Dalam rangka menjadikan makanan pokok pengganti nasi, warga Kepulauan Meranti, Provinsi Riau sudah beberapa tahun ini banyak memanfaatkan pati sagu untuk dikonsumsi dan menjadi sumber mata pencaharian.
Menurut jurnal Litbang Pertanian, Kepulauan Meranti, Provinsi Riau merupakan salah satu daerah penghasil pati sagu utama di Indonesia. Dengan luas 50.000 ha, jenis-jenis sagu yang tumbuh di Kepulauan Meranti terdapat tiga macam, yakni Sagu Duri, Sagu Bemban (tidak berduri) dan Sagu Sangka (jarang berduri).
Dari ketiga jenis sagu tersebut, Sagu Duri paling banyak diolah oleh masyarakat setempat. Pengolahan pati sagu beragam antara 134,53 kg – 354,61 kg pati sagu kering/pohon dengan rata-rata produksi 226,34 (+56,03) kg/pohon.
Dari tiga lokasi sagu yang diteliti selama dua tahun, populasi Desa banyak berada di Desa Darul Takzim, Kecamatan Tebing Tinggi Barat. Secara umum produktivitas pati sagu lebih tinggi dibandingkan dengan populasi sagu di Desa Sungai Tohor dan Desa Tanjung.
Litbang Pertanian juga mencatat bahwa pati sagu di Selat Panjang memiliki kandungan karbohidrat sebesar 88,19% dengan kadar air 10,36%. Dengan begitu, sagu sangat cocok dijadikan pengganti beras untuk dijadikan makanan pokok di Indonesia.
Bupati Kabupaten Kepulauan Meranti, Irwan Nasir juga mengungkapkan jika sagu sangat cocok dijadikan pengganti beras saat bertemu dengan Sekjen HKTI, Mayjen (Purn) Bambang Budi Waluyo akhir tahun lalu.
“Kami ingin sampaikan bahwa petani sagu di Kepulauan Meranti sedang merasakan dampak dari pandemi Covid-19. Padahal sagu memiliki potensi ekonomi yang sangat besar,” jelas Irwan Nasir seperti dikutip Antara.
Bupati Kepulauan Riau juga menjelaskan jika sagu bisa menjadi pangan seperti beras dan produksinya lebih stabil karena bisa dipanen sepanjang tahun. Ia juga berharap Himpunan Kerukunan Tani Indonesia (HKTI) dapat membina petani sagu, mengingat luas areal sagu di Indonesia merupakan yang terbesar di dunia, terutama di Papua.
“Lahan padi kita semakin berkurang dan panennya pada waktu tertentu. Terlebih lagi banyak kendala seperti gagal panen dan hama. Namun, sagu lebih konstan karena bisa dipanen sepanjang tahun dan bisa ditanam kapanpun,” tambahnya.
Sagu sendiri bisa diolah menjadi sagu parut kering yang dapat dijadikan pakan ternak. Potensi dalam bisnis sagu pun terbilang cukup besar. Tercatat, Kepulauan Meranti di Provinsi Riau telah menghasilkan transaksi sagu mencapai dua triliun rupiah per tahun.

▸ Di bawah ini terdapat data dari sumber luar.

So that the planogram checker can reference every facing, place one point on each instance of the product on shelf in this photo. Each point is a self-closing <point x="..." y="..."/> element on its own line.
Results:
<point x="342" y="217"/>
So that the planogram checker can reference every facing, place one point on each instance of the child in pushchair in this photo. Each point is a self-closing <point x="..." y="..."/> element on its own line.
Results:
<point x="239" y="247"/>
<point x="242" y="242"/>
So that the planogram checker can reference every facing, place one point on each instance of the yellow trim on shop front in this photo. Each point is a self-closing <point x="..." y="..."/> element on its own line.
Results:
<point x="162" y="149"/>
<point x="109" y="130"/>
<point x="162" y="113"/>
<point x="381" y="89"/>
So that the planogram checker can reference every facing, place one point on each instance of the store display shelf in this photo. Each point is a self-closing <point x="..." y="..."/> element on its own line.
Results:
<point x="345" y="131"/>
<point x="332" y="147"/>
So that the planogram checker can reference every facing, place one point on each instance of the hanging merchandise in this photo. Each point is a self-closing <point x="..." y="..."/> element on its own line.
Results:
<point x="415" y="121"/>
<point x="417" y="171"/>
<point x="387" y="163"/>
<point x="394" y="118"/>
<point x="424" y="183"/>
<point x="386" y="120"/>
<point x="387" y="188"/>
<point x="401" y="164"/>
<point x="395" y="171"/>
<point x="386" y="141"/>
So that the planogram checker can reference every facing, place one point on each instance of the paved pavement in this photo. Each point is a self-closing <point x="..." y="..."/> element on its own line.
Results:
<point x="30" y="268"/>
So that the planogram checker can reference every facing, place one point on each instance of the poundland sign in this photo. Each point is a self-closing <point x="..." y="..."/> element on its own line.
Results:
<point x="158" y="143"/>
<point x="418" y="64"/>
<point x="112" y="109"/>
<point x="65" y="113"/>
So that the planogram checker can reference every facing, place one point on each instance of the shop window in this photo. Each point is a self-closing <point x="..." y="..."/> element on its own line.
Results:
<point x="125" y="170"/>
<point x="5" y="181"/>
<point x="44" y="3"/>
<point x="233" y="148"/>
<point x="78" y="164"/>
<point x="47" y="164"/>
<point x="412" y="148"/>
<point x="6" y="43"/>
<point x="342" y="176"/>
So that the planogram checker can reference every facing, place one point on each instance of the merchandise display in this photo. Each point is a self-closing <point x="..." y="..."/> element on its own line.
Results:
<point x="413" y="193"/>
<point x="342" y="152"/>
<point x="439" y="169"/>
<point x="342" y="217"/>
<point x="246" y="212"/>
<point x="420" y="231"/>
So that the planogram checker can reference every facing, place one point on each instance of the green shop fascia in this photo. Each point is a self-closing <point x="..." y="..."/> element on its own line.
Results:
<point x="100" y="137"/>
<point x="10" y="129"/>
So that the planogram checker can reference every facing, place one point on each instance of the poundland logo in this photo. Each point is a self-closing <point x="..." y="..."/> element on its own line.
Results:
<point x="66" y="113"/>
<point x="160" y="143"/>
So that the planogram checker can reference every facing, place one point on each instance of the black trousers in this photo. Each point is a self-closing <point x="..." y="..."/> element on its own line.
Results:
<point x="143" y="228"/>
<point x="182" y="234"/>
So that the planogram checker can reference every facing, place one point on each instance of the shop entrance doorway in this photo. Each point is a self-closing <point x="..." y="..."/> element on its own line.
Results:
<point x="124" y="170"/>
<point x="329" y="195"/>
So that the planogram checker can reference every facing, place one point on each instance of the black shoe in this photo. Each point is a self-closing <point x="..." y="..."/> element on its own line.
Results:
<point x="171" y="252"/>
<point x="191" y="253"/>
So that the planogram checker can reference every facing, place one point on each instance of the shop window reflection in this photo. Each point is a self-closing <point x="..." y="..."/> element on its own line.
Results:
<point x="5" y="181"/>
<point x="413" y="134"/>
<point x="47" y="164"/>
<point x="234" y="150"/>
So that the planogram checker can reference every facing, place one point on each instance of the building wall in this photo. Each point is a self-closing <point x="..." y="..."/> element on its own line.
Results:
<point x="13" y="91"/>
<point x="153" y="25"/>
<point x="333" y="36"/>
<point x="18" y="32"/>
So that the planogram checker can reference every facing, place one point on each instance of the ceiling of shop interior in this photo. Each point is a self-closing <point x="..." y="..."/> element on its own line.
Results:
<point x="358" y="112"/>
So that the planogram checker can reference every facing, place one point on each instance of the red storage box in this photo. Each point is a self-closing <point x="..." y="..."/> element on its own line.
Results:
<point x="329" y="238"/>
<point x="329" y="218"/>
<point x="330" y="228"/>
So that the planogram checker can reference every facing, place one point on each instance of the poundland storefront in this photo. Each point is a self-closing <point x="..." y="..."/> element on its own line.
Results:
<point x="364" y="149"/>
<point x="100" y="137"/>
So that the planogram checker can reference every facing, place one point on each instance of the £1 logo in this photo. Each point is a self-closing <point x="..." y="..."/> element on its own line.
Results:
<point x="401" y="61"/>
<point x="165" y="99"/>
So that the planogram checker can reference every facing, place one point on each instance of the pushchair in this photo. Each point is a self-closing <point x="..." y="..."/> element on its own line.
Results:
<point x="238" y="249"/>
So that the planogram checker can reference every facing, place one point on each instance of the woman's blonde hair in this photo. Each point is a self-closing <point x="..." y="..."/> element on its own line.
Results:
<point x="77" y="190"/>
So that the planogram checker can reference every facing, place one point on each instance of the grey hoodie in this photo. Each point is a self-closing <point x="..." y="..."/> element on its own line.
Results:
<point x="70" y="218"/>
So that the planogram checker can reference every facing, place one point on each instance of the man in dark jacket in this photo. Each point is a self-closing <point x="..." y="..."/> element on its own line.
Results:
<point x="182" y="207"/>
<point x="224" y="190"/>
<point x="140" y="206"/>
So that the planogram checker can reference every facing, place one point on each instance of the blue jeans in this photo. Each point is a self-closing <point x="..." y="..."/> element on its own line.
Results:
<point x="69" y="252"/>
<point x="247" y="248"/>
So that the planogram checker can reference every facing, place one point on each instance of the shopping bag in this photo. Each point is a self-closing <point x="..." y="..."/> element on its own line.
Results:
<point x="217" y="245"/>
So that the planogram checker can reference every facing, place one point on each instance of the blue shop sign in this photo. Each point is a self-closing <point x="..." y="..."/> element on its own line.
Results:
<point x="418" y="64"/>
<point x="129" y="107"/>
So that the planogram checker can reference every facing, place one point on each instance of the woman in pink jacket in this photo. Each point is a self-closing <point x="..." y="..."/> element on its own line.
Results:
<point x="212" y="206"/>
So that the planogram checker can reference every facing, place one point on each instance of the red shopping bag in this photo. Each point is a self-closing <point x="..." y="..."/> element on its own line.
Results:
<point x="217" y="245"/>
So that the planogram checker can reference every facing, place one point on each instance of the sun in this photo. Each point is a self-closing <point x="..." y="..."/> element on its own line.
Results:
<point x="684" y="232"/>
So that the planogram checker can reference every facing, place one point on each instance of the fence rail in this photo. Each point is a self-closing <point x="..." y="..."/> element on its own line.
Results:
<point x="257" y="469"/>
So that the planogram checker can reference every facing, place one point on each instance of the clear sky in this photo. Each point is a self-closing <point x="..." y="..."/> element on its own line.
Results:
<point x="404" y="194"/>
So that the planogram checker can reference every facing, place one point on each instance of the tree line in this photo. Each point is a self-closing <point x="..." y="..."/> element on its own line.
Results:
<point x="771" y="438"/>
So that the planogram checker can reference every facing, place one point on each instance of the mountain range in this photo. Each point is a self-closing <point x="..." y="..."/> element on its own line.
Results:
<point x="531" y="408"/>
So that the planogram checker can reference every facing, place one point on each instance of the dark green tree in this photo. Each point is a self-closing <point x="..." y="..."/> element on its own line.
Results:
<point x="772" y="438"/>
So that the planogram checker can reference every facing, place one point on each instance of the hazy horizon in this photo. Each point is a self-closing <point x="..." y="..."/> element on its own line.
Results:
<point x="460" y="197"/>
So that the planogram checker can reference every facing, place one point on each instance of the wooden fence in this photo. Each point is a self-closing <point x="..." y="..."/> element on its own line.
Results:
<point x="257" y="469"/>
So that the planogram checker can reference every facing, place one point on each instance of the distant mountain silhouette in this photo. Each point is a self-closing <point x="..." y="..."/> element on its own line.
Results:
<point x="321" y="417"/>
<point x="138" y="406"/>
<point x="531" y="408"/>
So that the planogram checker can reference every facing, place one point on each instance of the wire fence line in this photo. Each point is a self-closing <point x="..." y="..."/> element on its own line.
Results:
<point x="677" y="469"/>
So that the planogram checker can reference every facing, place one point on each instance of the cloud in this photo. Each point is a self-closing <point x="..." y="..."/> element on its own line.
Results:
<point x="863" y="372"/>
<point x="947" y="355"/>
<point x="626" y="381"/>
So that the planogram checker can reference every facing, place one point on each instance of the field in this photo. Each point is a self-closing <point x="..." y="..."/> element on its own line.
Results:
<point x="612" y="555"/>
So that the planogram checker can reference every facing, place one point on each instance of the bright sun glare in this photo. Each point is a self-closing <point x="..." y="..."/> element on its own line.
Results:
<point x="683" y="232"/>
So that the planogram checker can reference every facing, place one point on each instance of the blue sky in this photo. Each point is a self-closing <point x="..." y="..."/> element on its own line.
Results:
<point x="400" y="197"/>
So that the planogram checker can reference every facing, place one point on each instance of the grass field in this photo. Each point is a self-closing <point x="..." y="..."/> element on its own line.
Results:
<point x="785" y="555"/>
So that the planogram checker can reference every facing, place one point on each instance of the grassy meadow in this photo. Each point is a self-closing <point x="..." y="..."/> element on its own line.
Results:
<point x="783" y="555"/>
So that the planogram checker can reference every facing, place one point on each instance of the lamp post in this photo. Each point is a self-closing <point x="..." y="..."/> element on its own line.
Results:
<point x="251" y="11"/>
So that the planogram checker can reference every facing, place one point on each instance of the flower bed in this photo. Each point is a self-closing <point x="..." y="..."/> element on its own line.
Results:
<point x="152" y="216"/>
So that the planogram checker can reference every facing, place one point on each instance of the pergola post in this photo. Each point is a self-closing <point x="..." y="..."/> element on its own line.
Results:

“APBD kami hanya sekitar Rp. 1,3 triliun rupiah per tahun, sementara transaksi sagu mencapai dua triliun rupiah per tahun,” tutup Bupati.
Sejauh ini, dalam hal kebijakan petani sagu di Kepulauan Meranti mengalami kendala perizinan. Hal ini disebabkan karena penundaan izin baru (PIPIB) dari KLHK, untuk itu Irwan berharap Bulog ikut andil agar petani sagu dapat berkembang seperti petani beras dan tanaman lainnya.
Sekedar informasi saja, jika sagu bisa berfungsi menjaga lingkungan dari kebakaran hutan dan lahan (karhutla) dan sagu bisa menjaga ketahanan pangan juga kedaulatan pangan di Tanah Air.